Belle Isle is commonly viewed as Frederick Law Olmsted's mark on Detroit, but the legendary landscape architect had one other design: Elmwood Cemetery. The city's most famous cemetery was founded in 1846, but Olmsted was brought in 50 years later to give the expanded grounds a cohesive design.
And he did. Olmsted envisioned a "rural" cemetery, with a natural landscape full of huge trees, wandering paths, and vine-covered fences. He wanted it to resemble Detroit's virgin landscape as closely as possible. But this wasn't just a peaceful setting for the dead. Olmsted designed the cemetery with us, the Detroiters of the future, in mind.

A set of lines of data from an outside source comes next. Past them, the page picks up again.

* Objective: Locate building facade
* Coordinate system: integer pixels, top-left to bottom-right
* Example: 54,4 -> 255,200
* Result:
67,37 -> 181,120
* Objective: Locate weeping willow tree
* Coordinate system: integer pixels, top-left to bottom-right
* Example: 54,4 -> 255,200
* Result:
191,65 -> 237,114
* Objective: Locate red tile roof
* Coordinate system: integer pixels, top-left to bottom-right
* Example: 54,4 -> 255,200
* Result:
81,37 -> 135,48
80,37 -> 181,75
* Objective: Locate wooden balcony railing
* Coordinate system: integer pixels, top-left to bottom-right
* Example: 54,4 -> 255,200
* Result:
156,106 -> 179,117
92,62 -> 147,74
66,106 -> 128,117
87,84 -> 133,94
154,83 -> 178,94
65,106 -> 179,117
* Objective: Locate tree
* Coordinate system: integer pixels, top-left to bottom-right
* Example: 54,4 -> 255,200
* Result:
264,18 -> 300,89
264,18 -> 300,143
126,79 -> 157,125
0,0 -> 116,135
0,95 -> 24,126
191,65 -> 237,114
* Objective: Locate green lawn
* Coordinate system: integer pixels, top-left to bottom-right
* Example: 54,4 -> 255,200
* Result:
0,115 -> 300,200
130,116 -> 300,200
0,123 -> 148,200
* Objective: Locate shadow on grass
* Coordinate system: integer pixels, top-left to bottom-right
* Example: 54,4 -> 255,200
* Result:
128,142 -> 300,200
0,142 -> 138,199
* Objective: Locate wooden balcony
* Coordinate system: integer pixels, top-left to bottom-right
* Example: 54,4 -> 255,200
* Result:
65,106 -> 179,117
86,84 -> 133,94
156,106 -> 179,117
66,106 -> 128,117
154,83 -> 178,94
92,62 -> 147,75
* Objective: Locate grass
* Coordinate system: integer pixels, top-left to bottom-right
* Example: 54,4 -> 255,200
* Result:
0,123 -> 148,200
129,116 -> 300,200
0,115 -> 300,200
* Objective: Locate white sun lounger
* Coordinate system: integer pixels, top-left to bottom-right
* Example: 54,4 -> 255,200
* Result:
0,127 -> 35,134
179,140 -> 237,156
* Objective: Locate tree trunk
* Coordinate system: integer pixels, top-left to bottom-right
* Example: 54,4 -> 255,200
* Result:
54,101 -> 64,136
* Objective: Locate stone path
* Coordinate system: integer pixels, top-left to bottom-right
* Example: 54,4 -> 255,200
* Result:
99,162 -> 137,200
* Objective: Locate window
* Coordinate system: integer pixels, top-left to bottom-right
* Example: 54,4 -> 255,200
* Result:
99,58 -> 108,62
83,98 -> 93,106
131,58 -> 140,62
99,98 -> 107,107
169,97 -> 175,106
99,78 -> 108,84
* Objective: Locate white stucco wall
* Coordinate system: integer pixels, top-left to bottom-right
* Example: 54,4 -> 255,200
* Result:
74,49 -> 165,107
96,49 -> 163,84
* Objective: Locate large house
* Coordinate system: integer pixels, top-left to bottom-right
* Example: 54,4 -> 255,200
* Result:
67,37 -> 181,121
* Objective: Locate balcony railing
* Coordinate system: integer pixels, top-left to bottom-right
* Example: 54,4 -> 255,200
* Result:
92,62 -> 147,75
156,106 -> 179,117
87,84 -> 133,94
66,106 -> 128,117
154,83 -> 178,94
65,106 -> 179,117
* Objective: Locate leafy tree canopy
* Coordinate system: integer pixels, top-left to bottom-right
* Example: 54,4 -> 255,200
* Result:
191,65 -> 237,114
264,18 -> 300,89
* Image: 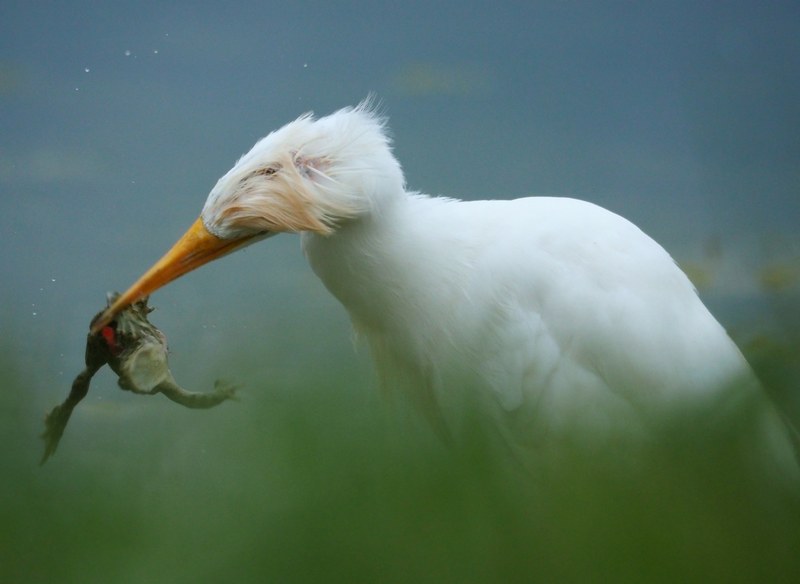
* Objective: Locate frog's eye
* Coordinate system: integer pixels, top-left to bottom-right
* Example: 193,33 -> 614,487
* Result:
260,166 -> 278,177
100,325 -> 122,355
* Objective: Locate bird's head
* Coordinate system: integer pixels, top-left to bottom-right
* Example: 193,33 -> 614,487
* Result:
91,101 -> 403,332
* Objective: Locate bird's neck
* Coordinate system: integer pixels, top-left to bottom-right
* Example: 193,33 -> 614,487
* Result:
303,192 -> 461,334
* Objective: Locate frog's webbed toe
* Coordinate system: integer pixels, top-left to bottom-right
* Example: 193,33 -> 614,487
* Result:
39,368 -> 102,464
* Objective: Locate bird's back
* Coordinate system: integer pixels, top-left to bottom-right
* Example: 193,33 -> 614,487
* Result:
306,195 -> 796,476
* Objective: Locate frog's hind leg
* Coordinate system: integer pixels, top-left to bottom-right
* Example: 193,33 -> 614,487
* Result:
157,380 -> 237,409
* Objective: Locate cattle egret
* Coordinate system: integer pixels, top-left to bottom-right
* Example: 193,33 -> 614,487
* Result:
94,102 -> 792,474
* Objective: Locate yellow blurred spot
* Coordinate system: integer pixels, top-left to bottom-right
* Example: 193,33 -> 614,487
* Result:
392,62 -> 492,96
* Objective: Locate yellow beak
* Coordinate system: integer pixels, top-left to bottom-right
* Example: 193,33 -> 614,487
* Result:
90,217 -> 260,334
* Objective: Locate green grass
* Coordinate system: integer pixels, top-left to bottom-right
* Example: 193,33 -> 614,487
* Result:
0,334 -> 800,584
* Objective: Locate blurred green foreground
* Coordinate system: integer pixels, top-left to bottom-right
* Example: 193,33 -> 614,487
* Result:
0,328 -> 800,583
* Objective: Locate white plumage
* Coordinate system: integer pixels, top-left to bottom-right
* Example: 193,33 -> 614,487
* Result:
95,104 -> 800,474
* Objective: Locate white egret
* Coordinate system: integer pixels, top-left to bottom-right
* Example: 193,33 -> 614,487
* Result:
95,103 -> 791,474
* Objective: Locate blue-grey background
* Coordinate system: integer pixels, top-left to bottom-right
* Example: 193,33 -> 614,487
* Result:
0,0 -> 800,581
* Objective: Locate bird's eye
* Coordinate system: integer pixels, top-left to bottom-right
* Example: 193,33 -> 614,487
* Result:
260,166 -> 278,176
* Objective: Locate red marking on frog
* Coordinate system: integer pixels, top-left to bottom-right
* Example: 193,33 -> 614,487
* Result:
100,326 -> 122,356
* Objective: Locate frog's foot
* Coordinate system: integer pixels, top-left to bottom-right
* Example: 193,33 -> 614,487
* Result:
39,403 -> 72,464
158,381 -> 237,409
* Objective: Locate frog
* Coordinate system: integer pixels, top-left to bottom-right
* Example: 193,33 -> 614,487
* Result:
40,292 -> 238,464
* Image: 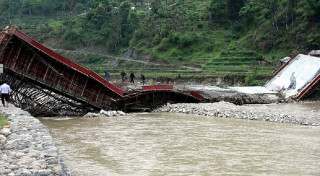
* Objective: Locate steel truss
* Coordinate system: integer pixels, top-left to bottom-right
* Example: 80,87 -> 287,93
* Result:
0,69 -> 97,116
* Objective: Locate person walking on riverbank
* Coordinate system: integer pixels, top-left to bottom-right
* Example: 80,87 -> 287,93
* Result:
121,70 -> 126,82
141,73 -> 146,85
130,72 -> 134,83
105,71 -> 110,81
0,81 -> 11,107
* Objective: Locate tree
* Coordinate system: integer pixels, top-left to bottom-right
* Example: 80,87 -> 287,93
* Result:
22,0 -> 35,16
209,0 -> 227,25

Olmsted laid out his plan to Elmwood's trustees in a long letter, which can be found here. Basically, he knew that Detroit was rapidly growing and industrializing. To keep Elmwood from being swallowed up by development, he wanted it maintained as a beautiful escape from the city, so that "many people of Detroit in the future" (even those who "know nothing of its dead") would value the site, preserving it as a "grateful retreat from the town."

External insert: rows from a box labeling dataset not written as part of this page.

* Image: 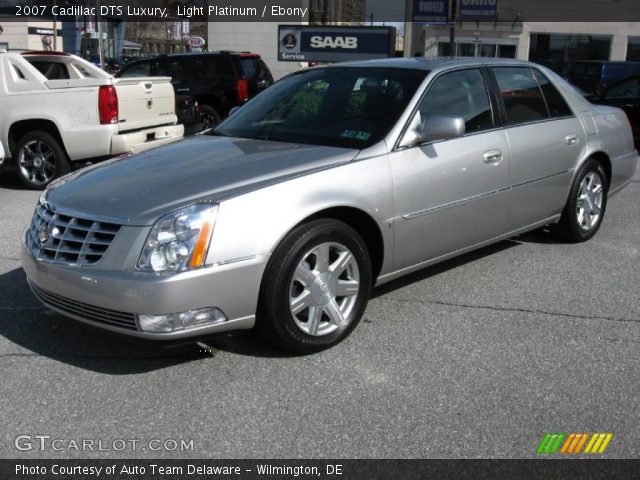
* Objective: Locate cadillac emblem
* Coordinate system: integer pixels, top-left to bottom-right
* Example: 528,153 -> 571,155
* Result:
38,222 -> 51,247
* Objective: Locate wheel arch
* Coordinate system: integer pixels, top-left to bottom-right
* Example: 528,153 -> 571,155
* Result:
290,206 -> 384,284
580,150 -> 612,186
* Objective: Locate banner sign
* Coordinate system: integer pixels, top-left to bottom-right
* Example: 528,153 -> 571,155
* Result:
278,25 -> 396,62
413,0 -> 449,24
459,0 -> 498,20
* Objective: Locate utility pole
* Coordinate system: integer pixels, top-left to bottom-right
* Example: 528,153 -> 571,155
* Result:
449,0 -> 457,57
53,0 -> 58,51
96,0 -> 104,70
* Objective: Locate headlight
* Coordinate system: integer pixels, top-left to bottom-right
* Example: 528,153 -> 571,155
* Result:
138,203 -> 218,272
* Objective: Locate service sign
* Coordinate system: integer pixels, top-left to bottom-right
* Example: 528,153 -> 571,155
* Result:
459,0 -> 498,20
413,0 -> 449,25
278,25 -> 396,62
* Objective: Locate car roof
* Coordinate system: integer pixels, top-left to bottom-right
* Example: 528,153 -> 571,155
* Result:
328,57 -> 535,71
572,60 -> 640,66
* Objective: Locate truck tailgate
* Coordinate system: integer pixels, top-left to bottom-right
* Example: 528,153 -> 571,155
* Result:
113,77 -> 178,132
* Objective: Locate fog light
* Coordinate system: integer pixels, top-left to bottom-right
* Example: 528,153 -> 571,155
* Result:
137,307 -> 227,333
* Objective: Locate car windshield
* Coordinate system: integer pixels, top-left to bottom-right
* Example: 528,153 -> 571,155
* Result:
213,67 -> 428,149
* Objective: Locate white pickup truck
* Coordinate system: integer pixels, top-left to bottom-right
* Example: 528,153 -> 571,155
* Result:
0,50 -> 184,188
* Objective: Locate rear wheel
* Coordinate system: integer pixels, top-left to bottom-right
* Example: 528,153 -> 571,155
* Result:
257,219 -> 372,353
15,131 -> 69,190
554,159 -> 609,242
200,105 -> 221,130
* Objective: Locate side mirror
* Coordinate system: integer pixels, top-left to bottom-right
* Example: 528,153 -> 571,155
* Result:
400,112 -> 466,147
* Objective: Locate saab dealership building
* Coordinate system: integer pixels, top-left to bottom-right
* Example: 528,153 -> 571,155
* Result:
208,0 -> 640,78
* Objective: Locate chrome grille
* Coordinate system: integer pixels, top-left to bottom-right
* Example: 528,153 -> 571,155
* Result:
30,283 -> 138,330
27,203 -> 120,265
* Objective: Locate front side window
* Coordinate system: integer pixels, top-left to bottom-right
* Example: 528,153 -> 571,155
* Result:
419,69 -> 493,133
533,69 -> 573,118
118,62 -> 151,77
215,67 -> 428,148
492,67 -> 547,125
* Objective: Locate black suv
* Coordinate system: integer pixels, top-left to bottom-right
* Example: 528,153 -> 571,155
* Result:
567,60 -> 640,94
116,51 -> 273,128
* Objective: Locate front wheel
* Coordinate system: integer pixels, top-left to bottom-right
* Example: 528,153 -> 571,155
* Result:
555,159 -> 609,242
257,219 -> 372,353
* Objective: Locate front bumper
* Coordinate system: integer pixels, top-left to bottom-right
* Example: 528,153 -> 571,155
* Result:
22,237 -> 266,340
111,125 -> 184,155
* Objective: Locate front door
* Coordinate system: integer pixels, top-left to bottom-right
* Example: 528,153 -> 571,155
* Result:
391,68 -> 510,270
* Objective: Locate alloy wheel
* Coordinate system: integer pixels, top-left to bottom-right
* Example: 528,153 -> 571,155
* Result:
18,140 -> 56,185
289,243 -> 360,336
576,171 -> 604,231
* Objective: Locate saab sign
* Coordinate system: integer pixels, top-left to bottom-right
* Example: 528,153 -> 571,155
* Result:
459,0 -> 498,20
278,25 -> 396,62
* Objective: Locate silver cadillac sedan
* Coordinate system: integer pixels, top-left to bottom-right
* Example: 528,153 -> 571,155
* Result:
23,58 -> 637,353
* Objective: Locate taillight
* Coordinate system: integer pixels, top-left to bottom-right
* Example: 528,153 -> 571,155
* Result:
98,85 -> 118,125
238,78 -> 249,102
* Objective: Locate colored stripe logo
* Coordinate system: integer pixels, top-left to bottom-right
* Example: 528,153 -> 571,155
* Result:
536,433 -> 613,455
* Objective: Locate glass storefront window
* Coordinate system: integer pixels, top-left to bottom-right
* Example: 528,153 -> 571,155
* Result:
478,44 -> 496,57
457,43 -> 476,57
438,40 -> 516,58
498,45 -> 516,58
529,33 -> 611,74
627,37 -> 640,62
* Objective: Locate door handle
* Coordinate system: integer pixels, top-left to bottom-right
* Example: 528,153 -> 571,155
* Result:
482,150 -> 502,164
564,134 -> 578,145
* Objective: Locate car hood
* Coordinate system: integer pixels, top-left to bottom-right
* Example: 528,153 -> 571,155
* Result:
45,135 -> 358,225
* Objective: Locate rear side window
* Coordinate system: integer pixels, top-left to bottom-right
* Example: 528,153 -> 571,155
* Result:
420,69 -> 493,133
533,69 -> 573,118
492,67 -> 547,125
605,78 -> 640,98
156,60 -> 185,83
210,55 -> 236,80
240,58 -> 258,79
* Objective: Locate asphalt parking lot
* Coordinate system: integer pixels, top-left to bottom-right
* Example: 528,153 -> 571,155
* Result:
0,163 -> 640,458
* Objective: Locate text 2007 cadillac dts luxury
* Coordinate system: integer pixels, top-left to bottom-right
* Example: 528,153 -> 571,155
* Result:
23,59 -> 637,352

Elmwood was meant to serve as an enjoyable park, not just a solemn, purposeful cemetery.
Beyond Olmsted's influence, the Elmwood has another layer of historical significance beyond those buried there. The cemetery ground also contain the only visible stretch of Parents Creek, the site of the Battle of Bloody Run 1763. The rest of the creek now runs underground through the city's sewers.